Jugendarbeitslosigkeit ist eine schwere Hypothek für die zukünftige
Entwicklung der Gesellschaft. Während die einen Menschen von
Arbeitslosigkeit bedroht sind, erleben wir das paradoxe Phänomen,
dass andere von der übergroßen Menge an Arbeit beinahe zugrunde
gehen. Im heutigen Evangelium sucht ein Hausherr Arbeiter für
seinen Weinberg. Die einen arbeiten mühsam den ganzen Tag lang,
andere beginnen erst eine Stunde vor Feierabend, am Ende bekommen
jedoch alle denselben Lohn ausbezahlt, einen Denar. Für den
Weinbergbesitzer ist es offenbar ganz selbstverständlich, dass
jeder seinen Denar bekommt und dass dies zugleich das ist, „was
recht ist.“ Die Arbeiter sehen das anders, fühlen sich ungerecht
behandelt, sind enttäuscht und protestieren. Doch der Hausherr
sagt: Ist dein Auge böse, weil ich gut bin? Böse ist das Auge, das
mit Neid auf den anderen sieht. Der Neid ist die Traurigkeit über
das Gut, über das gelingende Leben anderer. Neid aber ist Gift:
Wenn es mir nicht gut geht, dann darf es anderen auch nicht gut
gehen; wenn ich krank bin, dann dürfen andere nicht gesund sein;
wenn ich weine, dann dürfen andere nicht lachen; wenn ich das Leben
zum Wegwerfen finde, dann muss ich es auch anderen vermiesen; wenn
wir entwurzelt sind, dann dürfen auch andere keine Heimat mehr
bekommen; wenn ich sterbe, dann müssen möglichst viele mit mir in
den Tod gehen. Gott teilt ohne Neid sein Vermögen, sein ganzes Mögen
mit. Es ist das Gut-Sein des Weinbergbesitzers, dem der Arbeiter
verdankt, was er bekommt. Gott ist gut in seiner Leben gewährenden
Zuwendung. Wenn der Hausherr gut ist, weil er jedem einen Denar
gibt, dann deshalb, weil er jedem Arbeiter das gibt, was er zum
Leben braucht.
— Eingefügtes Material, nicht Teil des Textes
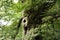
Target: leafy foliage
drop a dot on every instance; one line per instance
(11, 13)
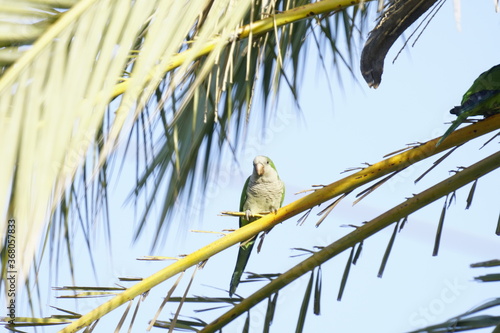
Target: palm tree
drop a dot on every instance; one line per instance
(177, 79)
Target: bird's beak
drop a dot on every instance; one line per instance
(259, 168)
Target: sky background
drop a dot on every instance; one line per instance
(313, 146)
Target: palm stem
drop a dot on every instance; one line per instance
(347, 184)
(411, 205)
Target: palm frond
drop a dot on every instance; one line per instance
(53, 101)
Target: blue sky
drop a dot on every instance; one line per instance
(314, 147)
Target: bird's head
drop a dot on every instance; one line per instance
(262, 165)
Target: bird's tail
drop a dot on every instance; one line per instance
(241, 263)
(460, 119)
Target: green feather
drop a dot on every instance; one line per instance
(246, 247)
(482, 98)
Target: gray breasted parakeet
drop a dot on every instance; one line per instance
(263, 192)
(482, 99)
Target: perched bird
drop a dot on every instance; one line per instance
(263, 192)
(482, 99)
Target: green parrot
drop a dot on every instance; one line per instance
(263, 192)
(482, 98)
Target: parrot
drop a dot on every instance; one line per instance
(263, 192)
(482, 98)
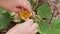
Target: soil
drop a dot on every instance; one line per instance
(54, 5)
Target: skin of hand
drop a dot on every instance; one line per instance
(13, 4)
(27, 27)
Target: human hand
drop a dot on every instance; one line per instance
(13, 4)
(27, 27)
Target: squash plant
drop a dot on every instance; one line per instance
(46, 25)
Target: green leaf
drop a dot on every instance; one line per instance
(44, 11)
(4, 19)
(55, 26)
(43, 27)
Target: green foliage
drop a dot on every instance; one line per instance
(44, 11)
(55, 26)
(4, 18)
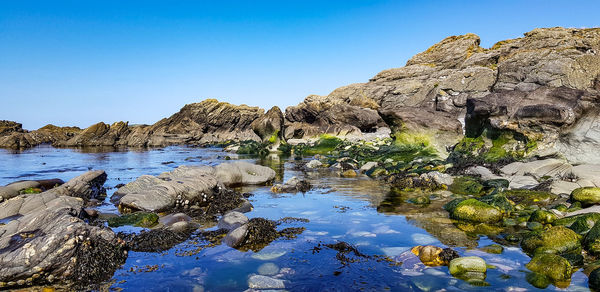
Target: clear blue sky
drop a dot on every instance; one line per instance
(80, 62)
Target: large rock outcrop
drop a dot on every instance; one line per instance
(19, 138)
(45, 240)
(540, 90)
(189, 186)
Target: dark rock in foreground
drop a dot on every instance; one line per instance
(46, 241)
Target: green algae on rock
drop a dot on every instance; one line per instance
(542, 216)
(475, 211)
(556, 240)
(587, 196)
(471, 269)
(556, 268)
(140, 219)
(465, 185)
(529, 197)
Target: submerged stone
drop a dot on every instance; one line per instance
(460, 267)
(557, 240)
(555, 267)
(587, 196)
(493, 249)
(475, 211)
(542, 216)
(140, 219)
(528, 197)
(465, 185)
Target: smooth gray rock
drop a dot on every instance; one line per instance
(367, 166)
(235, 237)
(47, 234)
(314, 164)
(243, 173)
(483, 172)
(265, 282)
(268, 269)
(232, 220)
(522, 182)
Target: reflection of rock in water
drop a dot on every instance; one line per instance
(275, 163)
(432, 217)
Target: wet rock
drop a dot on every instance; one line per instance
(542, 216)
(523, 182)
(493, 249)
(232, 220)
(50, 237)
(265, 282)
(243, 173)
(236, 237)
(528, 197)
(466, 186)
(463, 266)
(155, 240)
(434, 256)
(482, 172)
(293, 185)
(140, 219)
(591, 241)
(155, 194)
(557, 240)
(587, 196)
(268, 269)
(188, 186)
(314, 164)
(555, 267)
(594, 280)
(269, 127)
(170, 219)
(475, 211)
(349, 173)
(368, 166)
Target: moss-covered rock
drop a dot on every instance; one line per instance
(140, 219)
(465, 185)
(475, 211)
(581, 223)
(528, 197)
(594, 280)
(587, 196)
(499, 201)
(556, 240)
(554, 267)
(493, 249)
(460, 266)
(542, 216)
(591, 242)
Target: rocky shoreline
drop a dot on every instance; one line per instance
(505, 139)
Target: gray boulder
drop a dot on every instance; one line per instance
(46, 241)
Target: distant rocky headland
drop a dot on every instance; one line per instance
(508, 136)
(539, 93)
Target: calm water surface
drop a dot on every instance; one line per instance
(339, 209)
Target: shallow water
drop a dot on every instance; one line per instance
(339, 209)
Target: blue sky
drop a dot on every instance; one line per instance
(81, 62)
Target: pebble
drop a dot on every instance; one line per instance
(268, 269)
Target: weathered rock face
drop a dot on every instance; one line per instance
(188, 186)
(269, 125)
(206, 122)
(542, 89)
(325, 115)
(47, 242)
(20, 139)
(99, 134)
(8, 127)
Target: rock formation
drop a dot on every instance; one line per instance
(46, 240)
(540, 92)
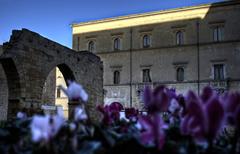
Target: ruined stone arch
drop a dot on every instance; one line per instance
(27, 60)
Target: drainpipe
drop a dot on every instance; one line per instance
(130, 52)
(198, 59)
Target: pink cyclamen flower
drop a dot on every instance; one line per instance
(131, 113)
(44, 128)
(21, 115)
(80, 114)
(75, 92)
(111, 113)
(204, 117)
(152, 130)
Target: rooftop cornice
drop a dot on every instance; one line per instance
(212, 5)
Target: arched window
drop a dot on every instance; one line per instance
(91, 46)
(116, 77)
(180, 74)
(116, 44)
(146, 41)
(179, 38)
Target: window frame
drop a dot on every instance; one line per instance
(218, 33)
(180, 76)
(116, 77)
(91, 46)
(149, 79)
(146, 41)
(116, 44)
(179, 36)
(58, 93)
(219, 72)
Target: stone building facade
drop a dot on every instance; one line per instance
(185, 48)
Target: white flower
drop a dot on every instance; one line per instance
(75, 91)
(173, 106)
(21, 115)
(80, 114)
(45, 127)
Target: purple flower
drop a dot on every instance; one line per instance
(80, 114)
(21, 115)
(152, 130)
(131, 113)
(111, 113)
(43, 128)
(204, 115)
(159, 99)
(75, 92)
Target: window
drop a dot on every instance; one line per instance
(218, 72)
(146, 41)
(116, 44)
(78, 43)
(146, 75)
(91, 46)
(218, 33)
(58, 92)
(179, 38)
(180, 74)
(116, 77)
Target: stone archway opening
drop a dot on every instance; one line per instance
(12, 92)
(53, 96)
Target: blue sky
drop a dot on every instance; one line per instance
(52, 18)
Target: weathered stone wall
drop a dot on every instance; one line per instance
(3, 92)
(48, 95)
(29, 58)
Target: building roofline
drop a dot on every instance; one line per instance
(131, 16)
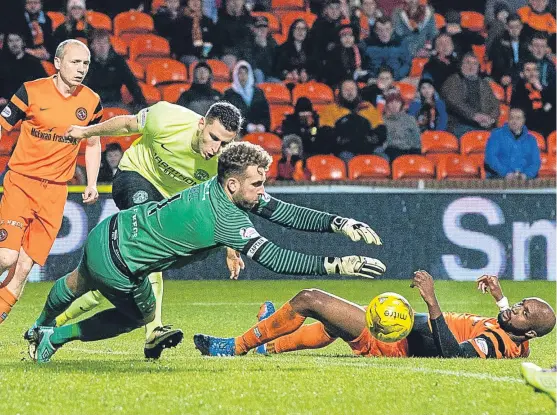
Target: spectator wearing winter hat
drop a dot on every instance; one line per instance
(429, 109)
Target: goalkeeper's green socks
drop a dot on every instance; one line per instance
(156, 283)
(85, 303)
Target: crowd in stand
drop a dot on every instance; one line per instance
(462, 78)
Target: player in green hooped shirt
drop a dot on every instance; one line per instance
(121, 251)
(178, 149)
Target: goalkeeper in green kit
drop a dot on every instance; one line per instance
(125, 248)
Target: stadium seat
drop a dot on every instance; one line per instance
(290, 17)
(276, 93)
(151, 94)
(413, 167)
(269, 141)
(540, 139)
(146, 48)
(278, 114)
(457, 166)
(172, 92)
(472, 20)
(317, 92)
(551, 143)
(439, 142)
(57, 19)
(417, 67)
(166, 70)
(474, 142)
(368, 167)
(128, 24)
(99, 20)
(274, 23)
(547, 168)
(326, 167)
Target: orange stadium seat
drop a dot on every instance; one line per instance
(326, 167)
(551, 143)
(290, 17)
(269, 141)
(474, 142)
(99, 20)
(413, 167)
(127, 24)
(172, 92)
(276, 93)
(547, 168)
(540, 139)
(457, 166)
(439, 142)
(278, 114)
(57, 19)
(368, 167)
(473, 21)
(165, 70)
(417, 67)
(274, 23)
(137, 69)
(146, 48)
(317, 92)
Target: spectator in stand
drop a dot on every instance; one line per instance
(463, 39)
(75, 26)
(292, 57)
(383, 48)
(540, 51)
(201, 94)
(39, 40)
(261, 51)
(349, 102)
(444, 62)
(16, 67)
(471, 104)
(109, 164)
(233, 31)
(323, 36)
(345, 60)
(403, 133)
(249, 99)
(375, 92)
(511, 152)
(108, 72)
(537, 101)
(364, 18)
(429, 109)
(304, 122)
(415, 23)
(508, 52)
(292, 165)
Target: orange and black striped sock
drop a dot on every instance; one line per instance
(285, 320)
(311, 336)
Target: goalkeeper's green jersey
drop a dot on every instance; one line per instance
(163, 154)
(187, 226)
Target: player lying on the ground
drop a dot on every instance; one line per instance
(434, 335)
(177, 150)
(125, 248)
Das ist für den Tagelöhner von damals ein Denar. Übertragen
heißt das: Der Lohn Gottes ist nicht mehr und nicht weniger als das
Leben. Wer dem Ruf Gottes folgt, gewinnt das Leben. So wird auch der letzte Satz des Gleichnisses
deutlich: Die Letzten werden Erste und die Ersten Letzte sein. Der
gleiche Satz steht im Lukasevangelium an einer anderen Stelle (Lk
13,30) hinter der Gerichtsansage an sein Volk. Das göttliche
Gericht stellt irdische Verhältnisse auf den Kopf. Ohne dieses
Gericht gäbe es kein Leben und auch keine Gerechtigkeit für die
Armen und Kleinen. Ohne dieses Gericht gäbe es keine Unterscheidung
zwischen Wahrheit und Lüge, zwischen Liebe und Hass, zwischen
Solidarität und Egoismus. Gottes Gericht schafft denen endgültig
Recht, die unter der menschlichen Ungerechtigkeit am meisten
gelitten haben. Gottes Gericht ist Leben und Liebe, Mögen. Das Gleichnis ist grundlegend für das Selbstverständnis
des Christen. Gottes Wille soll im Himmel und auf Erden geschehen.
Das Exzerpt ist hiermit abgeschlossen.